Tonnerre sous les tropiques
Le 04/09/2008 à 18:20Par Arnaud Mangin
Deux sentiments essentiels sont à retenir de l'expérience Tropic Thunder, et ils sont intimement et inexorablement liés. D'abord le film était monstrueusement attendu, nourrissant les esprits de mille fantasmes. Et dans les faits, le résultat ne répond pas totalement à nos attentes... Alors non, le dernier film de Ben Stiller n'est heureusement pas une déception puisque nous sommes en présence d'une comédie de haut niveau, mais il laisse néanmoins l'impression d'être cerné par la retenue, comme s'il n'avait pas osé attraper toutes les perches qui lui étaient tendues, sans savoir où donner de la tête parmi la multitudes d'idées que lui imposait son propos. Au Final, Tropic Thunder est un film qui a son rythme, changeant, et qui n'est pas tout le temps drôle. Mais lorsqu'il l'est, on s'éclate !
Pas facile, facile de pasticher le tout puissant Hollywood lorsque beaucoup s'y s'ont essayés avec plus (Last Action Hero, Team America) ou moins (Bidule truc muche Movie) et lorsque les dernières tendances à la parodies n'ont tout simplement rien pigé à la psychologie propre du blockbuster américain, bien gras, bien gros, mais répondant à codification Marketingo-artistique d'une grande précision. Un univers bête comme ses pieds, mais pas forcément évident à cerner. Ben Stiller a toujours su s'en amuser, jouant le jeu gentiment pour la télévision parce qu'il en avait saisi tous les rudiments.

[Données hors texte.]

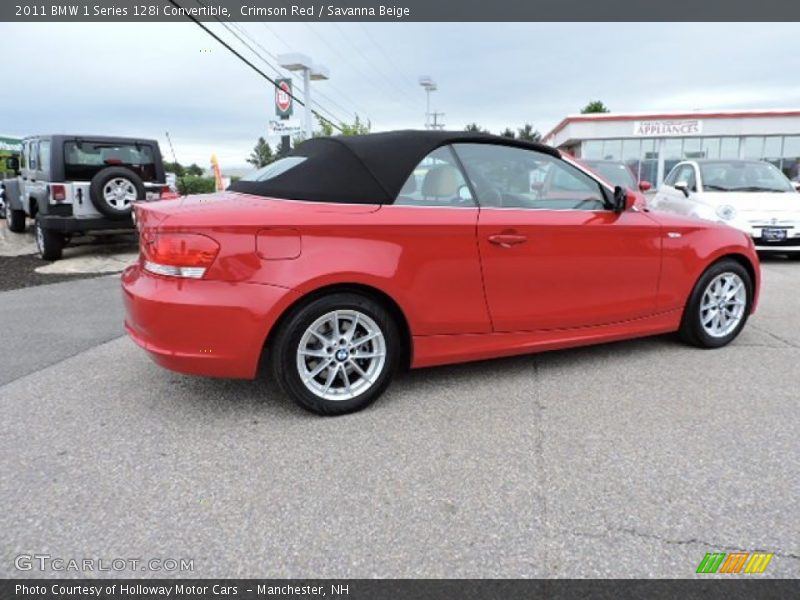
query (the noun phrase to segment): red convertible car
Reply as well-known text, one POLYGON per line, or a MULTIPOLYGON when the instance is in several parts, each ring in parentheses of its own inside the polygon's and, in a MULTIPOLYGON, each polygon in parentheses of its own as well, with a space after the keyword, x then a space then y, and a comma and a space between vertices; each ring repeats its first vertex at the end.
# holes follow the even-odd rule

Son coup de génie consiste à retourner les armes contre elles-mêmes et de ne justement pas tomber dans le bête sketch télévisé (une pensée pour les nullards Seltzer et Friedberg) en posant sa satire culturelle au sein d'une intrigue de fond bien humaine. La caricature commence d'entrée de jeu, durant cinq premières minutes tout bonnement mémorables (mieux vaut revenir à la séance suivante que de voir le film en ayant raté le début), où les traits de fausses bandes annonces sont à peine plus grossis que la normale. De vrais logos de studios sont utilisés (Universal, New Line, Fox Searchlights) et accompagnent d'autant mieux la ghettoïsation des acteurs jusque dans les clichés les plus poussifs... A ce moment là on ne le sait pas encore, on n'y a même pas encore réfléchi (on est occupé à s'essuyer le coin des yeux après avoir pleuré de rire), mais tout est déjà dit...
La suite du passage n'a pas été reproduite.